Jika seorang karyawan berpikir dia tidak mendapatkan perlakuan yang adil dari bos meskipun telah melakukan upaya kerja yang produktif, dia mungkin memutuskan itu tidak layak untuk bertahan, dan pergi mencari pekerjaan di tempat lain. Ini bisa berarti hilangnya karyawan yang baik dan berkualitas yang bisa mahal untuk diganti. Yang lain mungkin mengikuti, yang dapat menyebabkan pengurangan produktivitas dan sikap negatif dari staf yang tersisa.

Hubungan Karyawan Negatif

Favoritisme di tempat kerja berisiko mempertaruhkan rekan kerja satu sama lain dan menciptakan situasi yang berpotensi bergejolak, terutama jika favoritisme yang dirasakan berkaitan dengan penugasan proyek pekerjaan pilihan, promosi atau kenaikan gaji. Sebagai contoh, jika bos menunjukkan favoritisme langsung kepada satu karyawan dan bukan yang lain, karyawan yang dilecehkan itu mungkin menjadi benci tidak hanya pada bos, tetapi pada kolega yang disukai. Ini dapat berdampak negatif terhadap aliran rencana proyek dan kerja tim.

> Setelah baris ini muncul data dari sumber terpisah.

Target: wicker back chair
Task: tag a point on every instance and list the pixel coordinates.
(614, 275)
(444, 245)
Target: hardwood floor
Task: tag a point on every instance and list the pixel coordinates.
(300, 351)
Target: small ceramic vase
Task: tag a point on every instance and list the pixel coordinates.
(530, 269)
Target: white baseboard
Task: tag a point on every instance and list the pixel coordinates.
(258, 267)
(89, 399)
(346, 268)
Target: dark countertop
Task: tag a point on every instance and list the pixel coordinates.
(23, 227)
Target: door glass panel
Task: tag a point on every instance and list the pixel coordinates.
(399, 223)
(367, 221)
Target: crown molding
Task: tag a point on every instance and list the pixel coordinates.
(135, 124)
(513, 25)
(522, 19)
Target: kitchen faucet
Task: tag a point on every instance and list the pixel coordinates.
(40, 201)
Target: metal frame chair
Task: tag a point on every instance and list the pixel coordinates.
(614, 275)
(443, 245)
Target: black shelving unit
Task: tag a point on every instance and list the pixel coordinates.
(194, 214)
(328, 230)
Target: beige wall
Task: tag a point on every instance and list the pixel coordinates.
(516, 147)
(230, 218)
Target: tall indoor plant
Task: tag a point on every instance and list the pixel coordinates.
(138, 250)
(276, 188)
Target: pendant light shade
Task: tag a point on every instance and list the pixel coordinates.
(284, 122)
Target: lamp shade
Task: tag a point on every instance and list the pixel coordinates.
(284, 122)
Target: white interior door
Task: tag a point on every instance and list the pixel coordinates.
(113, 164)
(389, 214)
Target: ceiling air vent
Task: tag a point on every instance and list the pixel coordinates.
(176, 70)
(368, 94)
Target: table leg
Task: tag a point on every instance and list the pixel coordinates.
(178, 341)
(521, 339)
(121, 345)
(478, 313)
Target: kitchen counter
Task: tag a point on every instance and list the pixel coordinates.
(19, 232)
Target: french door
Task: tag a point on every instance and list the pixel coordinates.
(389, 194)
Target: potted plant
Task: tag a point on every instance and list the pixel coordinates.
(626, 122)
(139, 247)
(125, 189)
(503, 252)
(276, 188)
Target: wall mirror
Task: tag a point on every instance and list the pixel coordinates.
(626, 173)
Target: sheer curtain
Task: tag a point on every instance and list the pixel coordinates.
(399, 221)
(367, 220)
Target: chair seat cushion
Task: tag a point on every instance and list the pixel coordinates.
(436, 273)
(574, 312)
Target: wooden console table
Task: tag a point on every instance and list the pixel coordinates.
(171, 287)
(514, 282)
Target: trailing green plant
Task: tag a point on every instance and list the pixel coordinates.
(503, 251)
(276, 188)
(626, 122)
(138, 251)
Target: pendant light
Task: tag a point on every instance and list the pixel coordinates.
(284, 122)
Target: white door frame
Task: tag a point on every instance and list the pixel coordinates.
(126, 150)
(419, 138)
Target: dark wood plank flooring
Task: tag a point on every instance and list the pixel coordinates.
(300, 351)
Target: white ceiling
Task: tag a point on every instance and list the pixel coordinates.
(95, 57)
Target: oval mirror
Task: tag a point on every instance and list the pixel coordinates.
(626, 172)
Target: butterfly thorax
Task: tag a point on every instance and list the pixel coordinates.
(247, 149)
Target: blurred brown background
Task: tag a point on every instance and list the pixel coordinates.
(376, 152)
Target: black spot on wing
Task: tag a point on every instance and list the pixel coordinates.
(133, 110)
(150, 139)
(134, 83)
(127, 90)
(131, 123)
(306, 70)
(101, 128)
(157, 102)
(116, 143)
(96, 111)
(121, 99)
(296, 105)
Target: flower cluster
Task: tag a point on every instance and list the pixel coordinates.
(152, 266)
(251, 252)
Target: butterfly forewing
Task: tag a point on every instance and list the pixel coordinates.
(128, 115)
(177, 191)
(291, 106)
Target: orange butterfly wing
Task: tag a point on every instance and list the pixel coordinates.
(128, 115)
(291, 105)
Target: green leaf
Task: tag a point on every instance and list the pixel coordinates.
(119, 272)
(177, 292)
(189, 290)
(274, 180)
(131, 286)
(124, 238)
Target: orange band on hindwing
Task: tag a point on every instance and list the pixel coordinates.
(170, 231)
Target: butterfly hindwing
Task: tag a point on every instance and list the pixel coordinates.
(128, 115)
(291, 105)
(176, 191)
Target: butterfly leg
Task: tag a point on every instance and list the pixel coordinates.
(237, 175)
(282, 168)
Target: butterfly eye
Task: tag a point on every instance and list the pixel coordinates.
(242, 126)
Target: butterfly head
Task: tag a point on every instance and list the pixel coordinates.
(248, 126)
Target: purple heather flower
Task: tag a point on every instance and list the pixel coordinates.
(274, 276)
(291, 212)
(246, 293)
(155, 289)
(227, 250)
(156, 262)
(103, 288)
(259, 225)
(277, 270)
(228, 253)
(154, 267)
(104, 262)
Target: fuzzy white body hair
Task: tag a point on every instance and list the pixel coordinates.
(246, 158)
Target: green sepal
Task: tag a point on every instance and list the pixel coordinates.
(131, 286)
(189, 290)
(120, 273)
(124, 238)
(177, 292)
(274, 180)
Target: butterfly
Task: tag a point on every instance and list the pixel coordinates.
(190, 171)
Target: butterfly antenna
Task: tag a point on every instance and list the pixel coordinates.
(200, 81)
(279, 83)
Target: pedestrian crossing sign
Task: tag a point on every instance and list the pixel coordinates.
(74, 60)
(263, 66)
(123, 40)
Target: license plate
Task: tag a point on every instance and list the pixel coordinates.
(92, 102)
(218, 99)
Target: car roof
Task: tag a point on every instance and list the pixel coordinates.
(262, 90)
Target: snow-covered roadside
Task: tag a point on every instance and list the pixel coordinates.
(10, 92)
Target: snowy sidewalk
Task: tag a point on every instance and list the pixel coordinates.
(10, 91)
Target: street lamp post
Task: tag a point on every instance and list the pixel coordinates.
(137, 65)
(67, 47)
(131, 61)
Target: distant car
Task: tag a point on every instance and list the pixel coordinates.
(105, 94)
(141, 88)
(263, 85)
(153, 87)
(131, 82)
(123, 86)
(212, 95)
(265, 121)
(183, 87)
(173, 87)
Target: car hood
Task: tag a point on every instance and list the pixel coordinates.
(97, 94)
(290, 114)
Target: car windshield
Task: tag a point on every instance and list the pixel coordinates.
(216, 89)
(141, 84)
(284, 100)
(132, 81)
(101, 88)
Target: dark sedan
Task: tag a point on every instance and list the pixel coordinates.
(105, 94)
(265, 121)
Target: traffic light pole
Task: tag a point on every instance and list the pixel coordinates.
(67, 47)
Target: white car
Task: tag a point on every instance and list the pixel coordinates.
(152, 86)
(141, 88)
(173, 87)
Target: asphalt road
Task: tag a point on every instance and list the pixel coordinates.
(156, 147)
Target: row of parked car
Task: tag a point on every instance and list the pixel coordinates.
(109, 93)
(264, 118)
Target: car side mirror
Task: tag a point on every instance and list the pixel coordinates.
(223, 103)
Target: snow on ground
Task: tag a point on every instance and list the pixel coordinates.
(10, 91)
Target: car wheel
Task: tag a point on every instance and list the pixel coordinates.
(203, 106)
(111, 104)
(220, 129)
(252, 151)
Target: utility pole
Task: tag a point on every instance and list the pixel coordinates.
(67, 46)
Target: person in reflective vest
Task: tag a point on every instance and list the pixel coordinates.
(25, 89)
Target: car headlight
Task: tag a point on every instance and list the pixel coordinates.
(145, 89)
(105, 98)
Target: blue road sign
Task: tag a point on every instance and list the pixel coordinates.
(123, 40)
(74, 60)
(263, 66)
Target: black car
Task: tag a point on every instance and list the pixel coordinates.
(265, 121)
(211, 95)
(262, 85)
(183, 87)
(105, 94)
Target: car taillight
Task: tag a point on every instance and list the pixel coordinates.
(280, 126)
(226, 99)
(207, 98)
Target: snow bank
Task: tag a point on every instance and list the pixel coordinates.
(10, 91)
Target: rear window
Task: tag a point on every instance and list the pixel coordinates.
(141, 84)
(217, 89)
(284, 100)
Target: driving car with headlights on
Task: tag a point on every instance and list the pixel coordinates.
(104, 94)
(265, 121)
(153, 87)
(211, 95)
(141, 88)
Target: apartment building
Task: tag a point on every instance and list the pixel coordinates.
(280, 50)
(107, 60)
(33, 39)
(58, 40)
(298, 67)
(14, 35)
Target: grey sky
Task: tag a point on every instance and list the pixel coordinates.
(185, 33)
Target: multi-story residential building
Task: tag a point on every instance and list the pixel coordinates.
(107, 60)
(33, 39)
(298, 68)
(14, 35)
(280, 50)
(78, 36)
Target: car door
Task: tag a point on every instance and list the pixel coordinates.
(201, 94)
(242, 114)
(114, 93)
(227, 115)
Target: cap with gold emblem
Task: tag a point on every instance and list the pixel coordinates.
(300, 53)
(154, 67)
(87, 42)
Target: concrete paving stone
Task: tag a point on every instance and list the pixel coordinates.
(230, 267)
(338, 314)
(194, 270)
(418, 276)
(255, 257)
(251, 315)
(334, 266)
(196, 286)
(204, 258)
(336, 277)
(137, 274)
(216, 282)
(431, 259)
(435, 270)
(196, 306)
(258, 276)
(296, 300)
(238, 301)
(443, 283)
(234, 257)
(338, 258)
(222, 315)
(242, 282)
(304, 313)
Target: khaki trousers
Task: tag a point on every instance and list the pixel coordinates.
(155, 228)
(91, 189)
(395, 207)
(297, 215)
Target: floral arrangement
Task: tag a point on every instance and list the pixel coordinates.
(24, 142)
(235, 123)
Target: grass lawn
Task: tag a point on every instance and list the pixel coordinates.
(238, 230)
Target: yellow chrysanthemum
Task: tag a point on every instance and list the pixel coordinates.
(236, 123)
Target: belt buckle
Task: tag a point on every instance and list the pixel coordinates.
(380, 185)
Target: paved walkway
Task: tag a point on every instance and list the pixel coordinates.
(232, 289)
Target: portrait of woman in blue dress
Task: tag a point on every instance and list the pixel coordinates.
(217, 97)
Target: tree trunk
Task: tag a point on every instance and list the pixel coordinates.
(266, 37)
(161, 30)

Seorang karyawan yang tidak merasa diperlakukan dengan adil atau adil mungkin tidak seproduktif yang dia bisa, alasannya adalah dia tidak berutang kepada bos lebih dari sekadar kinerja minimum.

Reputasi yang Rusak

Bahkan jika persepsi favoritisme kantor tidak memiliki dasar pada kenyataannya, persepsi masih dapat merusak reputasi profesional. Karyawan yang disukai dapat dianggap sebagai manipulator yang harus “melakukan sesuatu” untuk mendapatkan perhatian ekstra, sementara majikan mungkin mendapatkan reputasi karena kelihatan tidak bermoral dalam perilakunya. Desas-desus percintaan kantor yang tidak tepat juga dapat merusak hubungan pribadi di luar tempat kerja, dan memiliki dampak jangka panjang, seperti pasangan yang belajar tentang favoritisme dan mencurigai perselingkuhan.